Die Iraner sind selbstverständlich empört. Der iranische Außenminister Hosein Amir Abdollahian kommentierte den Vorfall so:
"Wir betrachten diese Aggression als einen Verstoß gegen alle diplomatischen Normen und internationalen Vereinbarungen. Benjamin Netanjahu hat aufgrund seiner ständigen Misserfolge in Gaza und seiner Unfähigkeit, zionistische Ziele zu erreichen, endgültig den Verstand verloren."
Von Verrücktheit oder mangelnder Urteilsfähigkeit kann jedoch keine Rede sein. Benjamin Netanjahu hat das Konsulat angegriffen, um ein Schachbrett umzuwerfen, auf dem das Spiel nicht zu seinen Gunsten steht.
Der israelische Premierminister befindet sich in der Tat in einer scheinbar ausweglosen Situation. In Israel selbst gibt es Tausende von Protesten ‒ die Menschen sind sowohl seiner Regierungsmethoden als auch seiner Unfähigkeit, einen Sieg im Gazastreifen zu erringen, überdrüssig. Er scheint nicht in der Lage zu sein, das Ruder in diesem Krieg herumzureißen. Die Opposition fordert zunehmend vorgezogene Parlamentswahlen. Verliert er sein Amt, könnte Netanjahu auch seine Freiheit verlieren.
Es sei denn, ihm fällt ein unkonventioneller Ausweg aus der Situation ein. Ein Ausweg, der die Figuren auf dem Spielbrett völlig neu ordnen würde ‒ oder sie niederreißen und alle Spieler zwingen würde, sich neu zu ordnen.
Genau dies, dachte sich Benjamin Netanjahu offensichtlich, könnte ein Angriff auf das iranische Konsulat in Syrien bewirken. Mit diesem Schlag stellt er Teheran vor eine Entscheidung zwischen drei Optionen. Optionen, die dem israelischen Premierminister entweder den Sieg (in seiner Vorstellung, natürlich) oder zumindest eine Verbesserung seiner Position bringen könnten.

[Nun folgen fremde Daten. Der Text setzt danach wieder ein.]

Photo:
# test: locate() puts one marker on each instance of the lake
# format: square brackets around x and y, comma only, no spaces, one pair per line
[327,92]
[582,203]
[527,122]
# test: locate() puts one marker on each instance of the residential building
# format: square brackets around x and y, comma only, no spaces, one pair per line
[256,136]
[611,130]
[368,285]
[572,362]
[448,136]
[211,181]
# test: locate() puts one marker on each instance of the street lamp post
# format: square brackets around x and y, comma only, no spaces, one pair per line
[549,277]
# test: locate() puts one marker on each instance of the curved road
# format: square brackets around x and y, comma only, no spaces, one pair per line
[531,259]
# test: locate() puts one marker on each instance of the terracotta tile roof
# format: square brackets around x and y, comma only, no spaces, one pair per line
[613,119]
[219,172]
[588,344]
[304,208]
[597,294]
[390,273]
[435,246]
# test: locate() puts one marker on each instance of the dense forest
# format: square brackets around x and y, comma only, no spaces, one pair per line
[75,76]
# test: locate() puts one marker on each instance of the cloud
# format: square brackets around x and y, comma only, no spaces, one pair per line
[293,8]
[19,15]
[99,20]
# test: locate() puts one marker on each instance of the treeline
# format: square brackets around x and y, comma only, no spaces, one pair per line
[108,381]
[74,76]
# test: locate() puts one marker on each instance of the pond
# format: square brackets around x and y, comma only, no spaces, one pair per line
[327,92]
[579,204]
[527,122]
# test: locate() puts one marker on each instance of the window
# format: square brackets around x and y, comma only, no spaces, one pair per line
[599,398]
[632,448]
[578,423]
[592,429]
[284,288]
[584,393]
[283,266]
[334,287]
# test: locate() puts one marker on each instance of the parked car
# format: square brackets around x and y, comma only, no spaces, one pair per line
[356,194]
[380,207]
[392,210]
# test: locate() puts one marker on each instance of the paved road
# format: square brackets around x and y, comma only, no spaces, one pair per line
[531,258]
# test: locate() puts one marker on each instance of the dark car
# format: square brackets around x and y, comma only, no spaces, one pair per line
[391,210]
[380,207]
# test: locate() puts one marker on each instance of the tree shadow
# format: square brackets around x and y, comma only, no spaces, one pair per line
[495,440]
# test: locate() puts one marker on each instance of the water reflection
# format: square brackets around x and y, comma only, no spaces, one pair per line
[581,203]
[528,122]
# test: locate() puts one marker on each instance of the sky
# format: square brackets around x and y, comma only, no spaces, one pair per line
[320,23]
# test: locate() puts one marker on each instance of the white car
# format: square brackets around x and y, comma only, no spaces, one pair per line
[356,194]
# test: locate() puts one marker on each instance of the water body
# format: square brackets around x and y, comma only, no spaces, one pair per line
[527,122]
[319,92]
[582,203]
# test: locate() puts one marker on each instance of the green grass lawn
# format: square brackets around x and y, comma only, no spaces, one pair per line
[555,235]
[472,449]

Die erste Option ist Krieg. Die Iraner haben bereits deutlich gemacht, dass sie den Angriff auf das Konsulat nicht unbeantwortet lassen werden. Der iranische Botschafter in Syrien, Hosein Akbari, sagt, die Antwort an Israel werde "das gleiche Niveau und die gleiche Härte" haben. Die Hisbollah sagt, sie sei bereit, sich anzuschließen, und verspricht Tel Aviv "Strafe und Rache".
In der Tat muss Tel Aviv jetzt die größtmögliche Aggression durch Iran und seine Verbündeten provozieren, um Israel in eine belagerte Festung zu verwandeln. Um die Opposition und die gesamte Bevölkerung zu zwingen, sich vor der realen Gefahr eines Krieges mit Iran und seinen regionalen Satelliten zu vereinen.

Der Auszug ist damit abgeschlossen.